Liputan6.com, Jakarta - Komisi Pemilihan Umum Kabupaten Gunungkidul, Daerah Istimewa Yogyakarta mengumumkan syarat bagi calon independen yang ingin maju sebagai calon kepala daerah dalam Pilkada 2020. Syaratnya harus mengumpulkan dukungan warga sebanyak 45.443 jiwa, dengan bukti KTP elektronik.

Anggota KPU Gunung Kidul Rohmad Qomarudin mengatakan berdasarkan rapat pleno yang terlaksana pagi ini, ditetapkan bagi calon independen harus bisa mengumpulkan bukti dukungan berupa KTP-el sebanyak 45.443 suara.

"Bukti dukungan ini juga harus tersebar minimal di 10 kecamatan dari 18 kecamatan di Gunungkidul," kata Rohmad di Gunungkidul, Sabtu 26 Oktober 2019, dilansir Antara.

Ia mengatakan jumlah dukungan tersebut muncul berdasarkan jumlah Daftar Pemilih Tetap (DPT) pemilihan umum terakhir. Adapun aturan untuk calon independen mengacu pada Surat Edaran (SE) KPU RI Nomor: 2096/PL.02.4-SD/01/KPU/X/2019 tentang Pedoman Jumlah Pemilih dalam DPT dan sebarannya yang Menjadi Syarat Batas Minimum Pasangan Perseorangan.
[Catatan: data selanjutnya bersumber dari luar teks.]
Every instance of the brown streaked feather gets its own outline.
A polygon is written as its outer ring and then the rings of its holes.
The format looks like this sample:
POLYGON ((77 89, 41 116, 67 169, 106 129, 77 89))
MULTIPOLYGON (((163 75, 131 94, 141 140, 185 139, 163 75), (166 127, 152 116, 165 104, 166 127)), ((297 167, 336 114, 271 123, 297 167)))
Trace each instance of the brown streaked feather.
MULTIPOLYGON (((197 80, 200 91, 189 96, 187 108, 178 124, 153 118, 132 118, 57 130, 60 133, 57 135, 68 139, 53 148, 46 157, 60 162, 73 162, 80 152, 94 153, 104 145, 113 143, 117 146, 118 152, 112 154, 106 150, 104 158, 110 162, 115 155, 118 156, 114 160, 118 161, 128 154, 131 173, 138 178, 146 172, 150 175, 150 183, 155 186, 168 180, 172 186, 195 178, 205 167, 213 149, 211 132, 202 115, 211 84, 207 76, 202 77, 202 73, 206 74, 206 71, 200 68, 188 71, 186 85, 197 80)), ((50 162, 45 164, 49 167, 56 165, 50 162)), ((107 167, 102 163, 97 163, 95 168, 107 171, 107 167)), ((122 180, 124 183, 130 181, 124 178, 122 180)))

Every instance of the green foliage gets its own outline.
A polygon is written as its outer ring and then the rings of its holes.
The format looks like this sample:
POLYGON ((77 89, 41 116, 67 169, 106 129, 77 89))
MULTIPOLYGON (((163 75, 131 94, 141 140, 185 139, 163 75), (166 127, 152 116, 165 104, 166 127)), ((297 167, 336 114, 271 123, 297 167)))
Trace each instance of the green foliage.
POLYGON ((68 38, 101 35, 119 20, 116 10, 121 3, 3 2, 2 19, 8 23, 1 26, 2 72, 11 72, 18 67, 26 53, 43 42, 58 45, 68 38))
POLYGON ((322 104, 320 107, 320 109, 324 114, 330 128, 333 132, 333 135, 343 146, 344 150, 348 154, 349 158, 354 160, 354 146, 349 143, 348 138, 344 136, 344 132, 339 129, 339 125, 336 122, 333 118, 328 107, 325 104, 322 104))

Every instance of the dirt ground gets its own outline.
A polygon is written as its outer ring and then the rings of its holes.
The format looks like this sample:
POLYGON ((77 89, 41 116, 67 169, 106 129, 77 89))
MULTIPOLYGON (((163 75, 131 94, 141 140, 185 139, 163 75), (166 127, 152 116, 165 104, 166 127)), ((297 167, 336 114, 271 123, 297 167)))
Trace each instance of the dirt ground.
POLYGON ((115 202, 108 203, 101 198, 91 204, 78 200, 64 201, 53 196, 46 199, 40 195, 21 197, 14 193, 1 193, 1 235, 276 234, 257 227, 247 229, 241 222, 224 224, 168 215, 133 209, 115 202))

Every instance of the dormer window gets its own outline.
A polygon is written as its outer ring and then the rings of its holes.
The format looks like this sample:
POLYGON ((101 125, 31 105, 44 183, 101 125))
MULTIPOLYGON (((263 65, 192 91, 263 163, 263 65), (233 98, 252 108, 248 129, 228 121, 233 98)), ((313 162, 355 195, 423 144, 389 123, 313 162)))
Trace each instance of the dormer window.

Di dalam aturan dijelaskan, calon harus mengumpulkan dukungan sebanyak 7,5 persen dari DPT Pemilu terakhir. DPT Pemilu 2019 sebanyak 605.894 jiwa. Jadi setelah dihitung, maka calon perseorangan harus mengumpulkan dukungan sebanyak 45.443 KTP-el.

"Dukungan yang diberikan tidak hanya sebatas bukti fotokopi KTP, tapi juga harus dilengkapi dengan surat pernyataan dari yang bersangkutan," katanya.

Selain itu, lanjut Rohmad, calon perseorangan juga harus memenuhi syarat persebaran dukungan, yakni di atas 50 persen kecamatan di Gunungkidul. Jadi untuk persebaran dukungan minimal harus berada di sepuluh kecamatan.

"Sejauh ini belum muncul nama-nama calon peserta independen pilkada di Gunungkidul. Calon peserta yang diusung parpol juga masih samar-samar," katanya lagi.

Ketua KPU Gunung Kidul Ahmadi Ruslan Hani mengatakam penyerahan syarat dukungan akan dilaksankaan mulai 11 Desember 2019 hingga 5 Maret 2020.

"Sebelum pembukaan penerimaan syarat dukungan dari jalur perseorangan, KPU akan melakukan sosialisasi terkait dengan waktu, tempat dan prosedur penyerahan. Rencananya, November ini baru akan kami umumkan dan sosialisasikan," katanya pula.